Again, however, the story should not be oversimplified. It was not only the Pereires who realised the possibilities of joint-stock banking in the 1850s. There were a number of imitations in London (for example, the Credit Foncier and Mobilier of England, the International Land Company and the International Financial Society), though they made little headway. In 1855 and 1856 alone, thirteen such banks were established in German states, including David Hansemann’s Disconto-Gesellschaft, the Berliner Handelsgesellschaft, the Vereinsbank and the Norddeutsche Bank (the last two both in Hamburg).
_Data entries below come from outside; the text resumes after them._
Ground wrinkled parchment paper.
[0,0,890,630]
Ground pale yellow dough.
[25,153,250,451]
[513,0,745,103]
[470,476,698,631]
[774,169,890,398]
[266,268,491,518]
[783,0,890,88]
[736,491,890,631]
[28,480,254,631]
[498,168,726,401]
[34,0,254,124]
Nor should we ignore the equally important newcomers who adopted the more traditional private and merchant banking structure, for in many ways these posed a more enduring threat to the Rothschilds’ pre-eminence. In London, the dominant position of Baring Brothers and N. M. Rothschild (especially in the acceptance market) was being challenged by the growth of existing merchant banks like Schröders and Frühling & Goschen, and the advent of newer firms, notably C. J. Hambro & Son (1839), Overend Gurney and Kleinwort & Cohen (1855). In Frankfurt too, M. A. Rothschild & Söhne was encountering new competition from Erlanger & Söhne, founded by the converted Jew Löb Moses Erlanger, as well as from Jacob S. H. Stern, Lazard Speyer-Ellissen, Moritz B. Goldschmidt (1851) and Gebrüder Sulzbach (1856). In Paris, a new force was the firm of Lazard Frères, founded in 1854.